Figure 5. Photosynthetic analysis in diploids and tetraploids Citrus wilsonii under drought stress. (A) Pn; (B) Tr; (C) gs; (D) Ci; (E) Fv/Fm; (F) chlorophyll a content; (G) chlorophyll b content; (H) carotenoid content. Values sharing the same lower case letters (a–d) are not significant by ANOVA at P < 0.05.

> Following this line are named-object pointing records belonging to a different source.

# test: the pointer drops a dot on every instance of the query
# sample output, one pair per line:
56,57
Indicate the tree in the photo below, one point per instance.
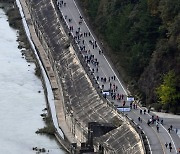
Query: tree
167,90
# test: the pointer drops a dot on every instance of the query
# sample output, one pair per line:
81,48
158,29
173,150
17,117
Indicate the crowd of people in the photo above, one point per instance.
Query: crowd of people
89,48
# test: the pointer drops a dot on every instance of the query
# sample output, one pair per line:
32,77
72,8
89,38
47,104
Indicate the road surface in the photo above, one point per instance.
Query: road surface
107,78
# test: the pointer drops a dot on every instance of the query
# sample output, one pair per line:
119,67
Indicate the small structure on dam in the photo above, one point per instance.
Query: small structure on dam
91,120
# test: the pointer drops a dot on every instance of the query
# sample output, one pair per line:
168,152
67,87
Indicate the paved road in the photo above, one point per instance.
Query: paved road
106,77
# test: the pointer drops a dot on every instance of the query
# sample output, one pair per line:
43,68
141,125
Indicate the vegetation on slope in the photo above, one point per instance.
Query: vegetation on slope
144,41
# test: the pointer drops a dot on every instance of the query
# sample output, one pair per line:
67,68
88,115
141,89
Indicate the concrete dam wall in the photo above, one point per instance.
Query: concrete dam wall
76,95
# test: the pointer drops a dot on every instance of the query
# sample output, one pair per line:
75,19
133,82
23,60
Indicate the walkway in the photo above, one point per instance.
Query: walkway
106,76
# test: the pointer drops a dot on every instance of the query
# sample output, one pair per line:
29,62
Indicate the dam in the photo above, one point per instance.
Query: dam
80,107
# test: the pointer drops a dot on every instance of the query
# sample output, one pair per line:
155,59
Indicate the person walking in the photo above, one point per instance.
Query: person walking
171,127
140,111
169,130
166,145
157,128
170,148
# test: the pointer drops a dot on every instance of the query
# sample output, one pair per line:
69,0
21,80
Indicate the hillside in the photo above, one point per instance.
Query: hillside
142,38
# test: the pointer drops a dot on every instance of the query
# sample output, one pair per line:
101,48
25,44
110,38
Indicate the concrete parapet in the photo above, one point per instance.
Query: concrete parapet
77,100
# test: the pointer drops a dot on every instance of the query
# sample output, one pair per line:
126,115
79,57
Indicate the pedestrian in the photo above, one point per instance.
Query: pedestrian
96,69
178,150
157,128
110,85
171,127
176,130
144,111
140,111
114,77
170,148
166,144
170,144
169,130
162,121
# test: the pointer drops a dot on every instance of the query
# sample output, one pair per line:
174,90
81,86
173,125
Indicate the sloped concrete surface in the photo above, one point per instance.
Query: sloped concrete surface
80,97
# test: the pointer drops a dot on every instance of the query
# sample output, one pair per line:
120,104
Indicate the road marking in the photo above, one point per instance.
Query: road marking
162,145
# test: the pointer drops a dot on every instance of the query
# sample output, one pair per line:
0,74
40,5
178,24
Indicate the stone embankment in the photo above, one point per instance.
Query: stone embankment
76,96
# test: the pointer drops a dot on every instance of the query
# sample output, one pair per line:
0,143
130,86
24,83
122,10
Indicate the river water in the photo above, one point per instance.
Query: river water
20,102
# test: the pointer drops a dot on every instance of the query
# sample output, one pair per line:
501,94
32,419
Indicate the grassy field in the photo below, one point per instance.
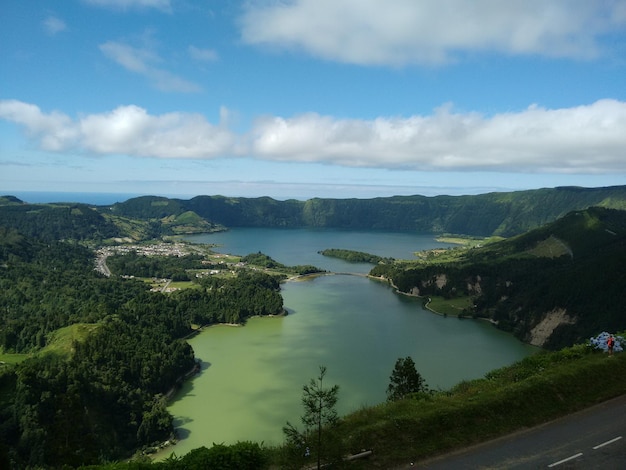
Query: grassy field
60,341
535,390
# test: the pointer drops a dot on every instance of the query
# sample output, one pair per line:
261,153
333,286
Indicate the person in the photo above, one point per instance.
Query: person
609,344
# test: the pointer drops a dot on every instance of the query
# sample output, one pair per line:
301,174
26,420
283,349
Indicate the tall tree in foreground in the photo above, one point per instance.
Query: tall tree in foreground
404,380
319,416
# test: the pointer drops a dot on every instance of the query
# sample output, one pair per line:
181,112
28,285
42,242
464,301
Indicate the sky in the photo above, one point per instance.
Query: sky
311,98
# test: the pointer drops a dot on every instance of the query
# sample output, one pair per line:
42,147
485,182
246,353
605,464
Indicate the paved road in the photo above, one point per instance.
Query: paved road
593,438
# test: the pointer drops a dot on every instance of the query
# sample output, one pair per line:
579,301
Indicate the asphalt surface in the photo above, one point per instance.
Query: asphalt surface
589,439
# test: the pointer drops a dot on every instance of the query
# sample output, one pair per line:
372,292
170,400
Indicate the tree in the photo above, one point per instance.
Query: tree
319,414
404,380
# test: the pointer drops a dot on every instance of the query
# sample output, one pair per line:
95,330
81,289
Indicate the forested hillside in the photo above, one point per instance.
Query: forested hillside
504,214
98,354
553,286
147,217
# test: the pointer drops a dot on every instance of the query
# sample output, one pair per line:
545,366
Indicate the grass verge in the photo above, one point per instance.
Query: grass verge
535,390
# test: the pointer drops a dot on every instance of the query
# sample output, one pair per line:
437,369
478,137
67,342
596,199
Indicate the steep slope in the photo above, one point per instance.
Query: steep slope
552,286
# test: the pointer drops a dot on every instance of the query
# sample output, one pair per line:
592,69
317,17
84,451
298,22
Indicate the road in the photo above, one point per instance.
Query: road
593,438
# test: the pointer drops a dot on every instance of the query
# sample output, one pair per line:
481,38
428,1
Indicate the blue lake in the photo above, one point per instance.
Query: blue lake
252,376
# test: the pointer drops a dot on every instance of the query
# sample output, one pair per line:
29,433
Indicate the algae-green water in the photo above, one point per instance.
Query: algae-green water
251,380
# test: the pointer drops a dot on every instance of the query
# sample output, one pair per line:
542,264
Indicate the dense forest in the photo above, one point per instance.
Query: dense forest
504,214
102,396
572,269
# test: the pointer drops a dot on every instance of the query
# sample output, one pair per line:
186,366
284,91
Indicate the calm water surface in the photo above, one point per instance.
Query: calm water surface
252,376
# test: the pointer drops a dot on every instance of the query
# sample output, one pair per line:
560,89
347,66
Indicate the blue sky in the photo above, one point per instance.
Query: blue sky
311,98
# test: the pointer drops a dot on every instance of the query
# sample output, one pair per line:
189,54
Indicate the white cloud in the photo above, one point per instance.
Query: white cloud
143,62
432,32
127,130
202,55
582,139
163,5
586,139
53,25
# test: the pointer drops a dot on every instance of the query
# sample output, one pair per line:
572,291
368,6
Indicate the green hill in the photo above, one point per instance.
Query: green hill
505,214
553,286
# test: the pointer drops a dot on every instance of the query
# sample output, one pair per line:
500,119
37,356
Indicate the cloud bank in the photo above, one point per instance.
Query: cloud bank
432,32
584,139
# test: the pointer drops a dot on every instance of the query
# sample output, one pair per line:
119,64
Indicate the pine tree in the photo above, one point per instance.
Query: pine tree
404,380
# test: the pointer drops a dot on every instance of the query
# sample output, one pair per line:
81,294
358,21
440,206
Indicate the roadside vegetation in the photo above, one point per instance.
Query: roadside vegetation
423,424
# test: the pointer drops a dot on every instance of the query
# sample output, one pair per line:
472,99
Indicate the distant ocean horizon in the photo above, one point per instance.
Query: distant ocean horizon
99,199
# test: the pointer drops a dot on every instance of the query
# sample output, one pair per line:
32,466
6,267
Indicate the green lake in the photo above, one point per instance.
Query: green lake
252,376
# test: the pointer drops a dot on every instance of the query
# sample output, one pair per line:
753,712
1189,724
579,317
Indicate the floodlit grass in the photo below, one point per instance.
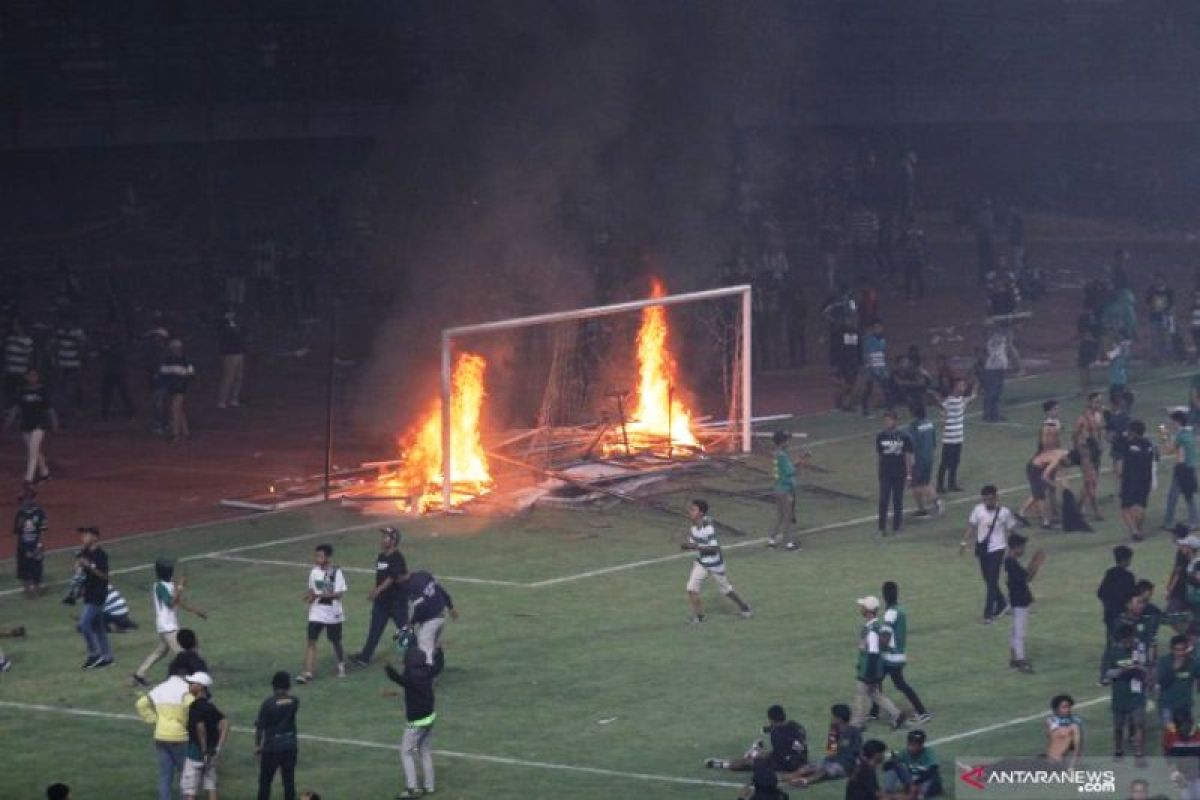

Protein phosphorylation was further analyzed through TMT-labeled proteomic analysis of the tetraploid plants under well-watered and water withholding conditions (TD vs TC). Based on the RNA-seq data, 185 genes encoded proteins that could be involved in several kinds of phosphorylation modification. Among these, 165 genes encoded proteins that can be modified by protein phosphorylation in the tetraploids under drought stress (Figure 6A). Phosphorylation includes dephosphorylation, autophosphorylation, and negative or positive regulation of phosphorylation (Figure 6B). The phosphoproteomic analysis identified 113 (2.0 ≤ fold changes or ≤0.5) phosphorylated sites and 93 phosphorylated proteins (2.0 ≤ fold changes or ≤0.5) (Figure 6C). The RNA-seq data showed that 144 genes encoded proteins that could be phosphorylated (2.0 ≤ fold changes or ≤0.5), but only 93 proteins (2.0 ≤ fold changes or ≤0.5) displayed phosphorylation modification using the phosphoproteomic analysis. In addition, only 17 phosphorylated proteins appeared in both the RNA-seq data and the phosphoproteomic analysis data (Figure 6D). We performed functional analysis of these phosphorylated proteins and found that most of these proteins are predicted to participate in signal transduction mechanisms (65), RNA processing and modification (49), and post-translational modification and chaperones (38) (Figure 6E), which correlated with the GO analysis above.

FIGURE 6

Figure 6. Phosphorylation analysis in tetraploids Citrus wilsonii under drought stress. Type of phosphorylation modification (A) and modify the model of phosphorylation (B) from the RNA-seq data; differentially modified sites (modified proteins) at 2.0 ≤ fold changes or ≤0.5 (C); common and specific differentially phosphorylation modified proteins were compared between RNA-seq data and phosphoproteomic data (D), and the up-regulated gene or protein marked by ↑, down-regulated gene or protein marked by ↓; function classification of phosphorylation modified proteins (E).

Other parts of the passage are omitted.